Nov 13, 2008

Producing tropical flour offers opportunity for self-sufficiency

Manila Standard Today - Philippines

With the prices of commodities rising in the global market, a company is urging small communities to produce flour from indigenous crops like banana, yams, taro, cassava, bread fruits, arrow root and squash.

Prime Organic Land Agriculture Corp. has succeeded in developing economical processing technologies and baking system, which allows participating communities to achieve self-sufficiency in flour as food and substitute for rice.

The flour can also be used to produce cookies, bread, biscuits, chips and noodles for the community’s consumption and for sale to other barangays. Pola also produces bread, cookies, biscuits, noodles and crunchies with great market acceptance in taste, flavor and textures.

The seminars on crop plantation, flour processing and baking are held daily.

Al Fritz delos Santos of Carica Herbal Health Products Inc. explains that the group holds seminars for barangays at a reasonable cost of P1,500 per attendee. The attendees are taught how to plant crops and produce the flour using a dryer, slicer and grinder.

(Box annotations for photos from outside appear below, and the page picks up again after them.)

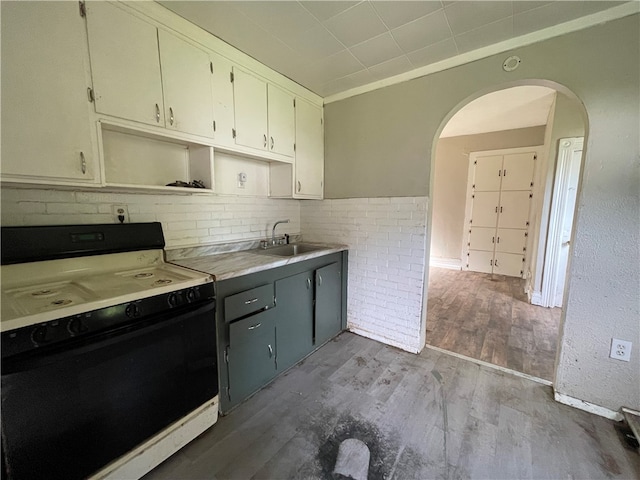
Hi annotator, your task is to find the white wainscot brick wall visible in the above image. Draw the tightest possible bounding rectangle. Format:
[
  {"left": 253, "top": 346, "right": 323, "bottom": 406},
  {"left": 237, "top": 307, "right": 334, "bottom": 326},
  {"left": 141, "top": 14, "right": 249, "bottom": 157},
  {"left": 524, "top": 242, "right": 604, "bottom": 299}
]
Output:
[
  {"left": 300, "top": 197, "right": 428, "bottom": 353},
  {"left": 2, "top": 187, "right": 300, "bottom": 248}
]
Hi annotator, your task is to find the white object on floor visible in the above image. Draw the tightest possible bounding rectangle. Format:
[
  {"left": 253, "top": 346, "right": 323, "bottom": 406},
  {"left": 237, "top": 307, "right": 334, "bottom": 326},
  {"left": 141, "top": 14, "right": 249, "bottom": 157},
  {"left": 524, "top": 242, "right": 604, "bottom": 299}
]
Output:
[{"left": 333, "top": 438, "right": 371, "bottom": 480}]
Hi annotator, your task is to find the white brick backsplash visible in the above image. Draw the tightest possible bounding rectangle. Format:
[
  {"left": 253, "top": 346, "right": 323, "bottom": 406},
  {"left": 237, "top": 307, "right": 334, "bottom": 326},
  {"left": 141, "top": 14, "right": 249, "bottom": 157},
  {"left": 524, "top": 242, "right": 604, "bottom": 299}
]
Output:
[
  {"left": 1, "top": 187, "right": 300, "bottom": 248},
  {"left": 300, "top": 197, "right": 428, "bottom": 352}
]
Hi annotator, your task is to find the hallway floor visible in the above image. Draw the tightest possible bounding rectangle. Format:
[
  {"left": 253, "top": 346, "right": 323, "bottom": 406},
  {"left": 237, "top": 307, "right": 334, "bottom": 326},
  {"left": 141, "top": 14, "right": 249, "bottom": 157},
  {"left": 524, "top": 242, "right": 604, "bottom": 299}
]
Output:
[
  {"left": 144, "top": 333, "right": 640, "bottom": 480},
  {"left": 427, "top": 267, "right": 561, "bottom": 381}
]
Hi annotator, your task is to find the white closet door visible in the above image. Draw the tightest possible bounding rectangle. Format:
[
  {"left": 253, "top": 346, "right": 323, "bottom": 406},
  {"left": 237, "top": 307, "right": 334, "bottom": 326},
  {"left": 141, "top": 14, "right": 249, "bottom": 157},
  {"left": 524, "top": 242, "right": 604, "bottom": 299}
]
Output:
[
  {"left": 473, "top": 155, "right": 502, "bottom": 192},
  {"left": 493, "top": 252, "right": 524, "bottom": 277},
  {"left": 471, "top": 192, "right": 500, "bottom": 228},
  {"left": 469, "top": 227, "right": 496, "bottom": 252},
  {"left": 498, "top": 191, "right": 531, "bottom": 229},
  {"left": 467, "top": 250, "right": 493, "bottom": 273},
  {"left": 496, "top": 228, "right": 527, "bottom": 255},
  {"left": 502, "top": 152, "right": 535, "bottom": 192}
]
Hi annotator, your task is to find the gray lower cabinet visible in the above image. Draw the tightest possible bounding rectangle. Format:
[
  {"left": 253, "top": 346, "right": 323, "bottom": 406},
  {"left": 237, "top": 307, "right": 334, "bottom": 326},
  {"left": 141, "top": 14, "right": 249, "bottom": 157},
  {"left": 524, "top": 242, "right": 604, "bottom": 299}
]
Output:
[
  {"left": 276, "top": 271, "right": 313, "bottom": 371},
  {"left": 216, "top": 251, "right": 348, "bottom": 414},
  {"left": 314, "top": 263, "right": 342, "bottom": 346},
  {"left": 226, "top": 310, "right": 276, "bottom": 402}
]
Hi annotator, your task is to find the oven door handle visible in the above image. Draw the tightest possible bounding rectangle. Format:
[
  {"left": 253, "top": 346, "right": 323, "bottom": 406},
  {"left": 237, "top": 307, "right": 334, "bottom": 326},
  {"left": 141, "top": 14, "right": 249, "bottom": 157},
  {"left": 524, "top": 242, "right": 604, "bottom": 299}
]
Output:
[{"left": 2, "top": 299, "right": 216, "bottom": 377}]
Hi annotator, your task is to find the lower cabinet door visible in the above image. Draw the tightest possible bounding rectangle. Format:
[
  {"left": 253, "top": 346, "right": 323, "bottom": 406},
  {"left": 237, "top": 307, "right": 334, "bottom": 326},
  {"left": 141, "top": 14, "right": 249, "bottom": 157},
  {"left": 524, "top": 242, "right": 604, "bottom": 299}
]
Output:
[
  {"left": 493, "top": 252, "right": 524, "bottom": 277},
  {"left": 227, "top": 309, "right": 276, "bottom": 405},
  {"left": 315, "top": 263, "right": 342, "bottom": 345},
  {"left": 276, "top": 271, "right": 313, "bottom": 371}
]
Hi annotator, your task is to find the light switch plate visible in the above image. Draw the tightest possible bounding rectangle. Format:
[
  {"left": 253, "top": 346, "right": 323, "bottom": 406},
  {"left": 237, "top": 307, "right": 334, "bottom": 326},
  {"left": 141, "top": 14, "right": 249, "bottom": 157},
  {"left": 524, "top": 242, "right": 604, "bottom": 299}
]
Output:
[{"left": 609, "top": 338, "right": 632, "bottom": 362}]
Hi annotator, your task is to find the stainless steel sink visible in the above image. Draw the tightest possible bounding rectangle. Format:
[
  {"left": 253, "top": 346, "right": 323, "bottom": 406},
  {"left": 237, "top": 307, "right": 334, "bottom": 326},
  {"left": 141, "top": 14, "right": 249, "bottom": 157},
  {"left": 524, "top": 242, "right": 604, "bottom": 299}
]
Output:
[{"left": 257, "top": 243, "right": 324, "bottom": 257}]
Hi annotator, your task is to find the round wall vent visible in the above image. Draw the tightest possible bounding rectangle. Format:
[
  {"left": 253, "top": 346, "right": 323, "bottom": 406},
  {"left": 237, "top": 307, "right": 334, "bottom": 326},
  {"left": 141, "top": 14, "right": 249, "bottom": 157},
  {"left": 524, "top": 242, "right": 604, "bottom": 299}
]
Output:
[{"left": 502, "top": 55, "right": 522, "bottom": 72}]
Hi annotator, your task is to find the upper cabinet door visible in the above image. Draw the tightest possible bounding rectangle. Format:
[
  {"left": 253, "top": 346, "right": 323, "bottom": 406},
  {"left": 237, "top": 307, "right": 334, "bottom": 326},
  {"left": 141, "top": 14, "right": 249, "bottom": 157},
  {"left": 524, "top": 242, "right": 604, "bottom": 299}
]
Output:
[
  {"left": 268, "top": 85, "right": 295, "bottom": 157},
  {"left": 85, "top": 2, "right": 164, "bottom": 126},
  {"left": 233, "top": 67, "right": 268, "bottom": 150},
  {"left": 294, "top": 99, "right": 324, "bottom": 198},
  {"left": 210, "top": 53, "right": 235, "bottom": 146},
  {"left": 158, "top": 30, "right": 213, "bottom": 137},
  {"left": 1, "top": 2, "right": 99, "bottom": 184}
]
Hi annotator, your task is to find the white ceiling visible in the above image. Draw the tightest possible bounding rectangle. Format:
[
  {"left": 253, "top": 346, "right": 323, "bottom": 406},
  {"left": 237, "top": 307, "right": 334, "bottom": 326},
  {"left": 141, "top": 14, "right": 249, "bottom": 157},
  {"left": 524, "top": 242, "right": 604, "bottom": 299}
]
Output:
[
  {"left": 440, "top": 86, "right": 556, "bottom": 138},
  {"left": 159, "top": 0, "right": 628, "bottom": 97}
]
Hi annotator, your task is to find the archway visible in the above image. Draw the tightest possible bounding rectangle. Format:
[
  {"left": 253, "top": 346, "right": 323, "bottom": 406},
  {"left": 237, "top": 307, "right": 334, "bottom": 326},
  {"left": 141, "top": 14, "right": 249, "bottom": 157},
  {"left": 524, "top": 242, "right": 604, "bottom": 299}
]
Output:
[{"left": 424, "top": 80, "right": 588, "bottom": 383}]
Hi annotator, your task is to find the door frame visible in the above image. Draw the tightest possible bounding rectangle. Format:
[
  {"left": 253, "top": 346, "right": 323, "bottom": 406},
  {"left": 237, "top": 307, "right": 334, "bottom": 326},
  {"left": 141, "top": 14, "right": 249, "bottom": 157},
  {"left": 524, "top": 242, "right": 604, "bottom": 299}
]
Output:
[
  {"left": 536, "top": 137, "right": 584, "bottom": 307},
  {"left": 460, "top": 145, "right": 544, "bottom": 278}
]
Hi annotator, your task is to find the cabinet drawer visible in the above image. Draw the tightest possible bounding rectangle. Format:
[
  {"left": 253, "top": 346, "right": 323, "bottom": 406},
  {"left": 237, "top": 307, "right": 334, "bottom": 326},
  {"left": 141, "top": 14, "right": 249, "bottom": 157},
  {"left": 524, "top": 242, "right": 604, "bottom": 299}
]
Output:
[{"left": 224, "top": 283, "right": 274, "bottom": 322}]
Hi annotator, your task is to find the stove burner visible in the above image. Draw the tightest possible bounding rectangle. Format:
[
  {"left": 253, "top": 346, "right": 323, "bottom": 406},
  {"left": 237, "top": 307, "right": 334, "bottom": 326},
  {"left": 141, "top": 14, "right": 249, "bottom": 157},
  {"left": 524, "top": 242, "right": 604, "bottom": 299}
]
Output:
[
  {"left": 51, "top": 298, "right": 73, "bottom": 306},
  {"left": 31, "top": 289, "right": 57, "bottom": 297},
  {"left": 133, "top": 272, "right": 153, "bottom": 278}
]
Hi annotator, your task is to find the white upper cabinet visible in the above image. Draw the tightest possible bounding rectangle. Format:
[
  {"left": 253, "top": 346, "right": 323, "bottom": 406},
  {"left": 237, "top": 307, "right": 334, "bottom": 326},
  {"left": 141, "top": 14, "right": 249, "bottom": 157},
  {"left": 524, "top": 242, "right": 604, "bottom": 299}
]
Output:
[
  {"left": 233, "top": 67, "right": 268, "bottom": 150},
  {"left": 294, "top": 99, "right": 324, "bottom": 198},
  {"left": 87, "top": 2, "right": 214, "bottom": 137},
  {"left": 1, "top": 2, "right": 100, "bottom": 185},
  {"left": 158, "top": 30, "right": 213, "bottom": 137},
  {"left": 209, "top": 53, "right": 235, "bottom": 147},
  {"left": 233, "top": 67, "right": 295, "bottom": 157},
  {"left": 267, "top": 84, "right": 295, "bottom": 157},
  {"left": 86, "top": 2, "right": 164, "bottom": 126}
]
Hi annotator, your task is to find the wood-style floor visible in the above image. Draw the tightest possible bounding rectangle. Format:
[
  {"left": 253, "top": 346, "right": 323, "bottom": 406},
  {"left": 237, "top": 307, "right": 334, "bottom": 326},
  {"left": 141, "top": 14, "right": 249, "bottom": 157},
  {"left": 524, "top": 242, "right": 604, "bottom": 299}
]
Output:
[
  {"left": 427, "top": 267, "right": 561, "bottom": 381},
  {"left": 145, "top": 333, "right": 640, "bottom": 480}
]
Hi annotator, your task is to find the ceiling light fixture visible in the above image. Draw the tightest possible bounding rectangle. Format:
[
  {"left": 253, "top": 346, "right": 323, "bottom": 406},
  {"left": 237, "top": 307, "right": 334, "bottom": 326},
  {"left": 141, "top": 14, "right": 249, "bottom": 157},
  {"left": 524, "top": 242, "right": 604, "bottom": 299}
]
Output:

“The barangays can make their own equipment using pre-fabricated parts,” he says.

Pola has technologies that enable production of 50 variants of organically grown and processed roots, bananas and fruit, all purpose flour, pre-mixes and baked products with greater health and nutritional values than wheat flour.

The integrated system can commercialize the agricultural plantation, processing into flour and baking into bread products. Indigenous flour/starch/crops like yams, taro, sweet potato, arrow roots, cassava, potato, bread fruits and carbohydrates are among the materials that have been identified, studied and commercialized.

Starchy foods have always been staples of the human diet. They are mostly consumed in starch-bearing plants or in foods to which commercial starch or its derivatives have been added.

Starches are now made in many countries from different raw materials such as wheat, barley, maize, rice, white or sweet potatoes, cassava, sago palm and waxy xaize.

Starch and starch products are used in many food and non-food industries and as chemical raw materials for many other purposes, as in plastics and the tanning of leather. Non-food use of starches—such as coating, sizings and adhesives—accounts for about 75 percent of the output of the commercial starch industry.

The food industry is one of the largest consumers of starch and starch products. In addition, large quantities of starch are sold in the form of products sold in small packages for household cooking. Cassava, sago and other tropical starches were extensively used for food prior to World War II, but volume declined owing to the disruption of global trading due to the war.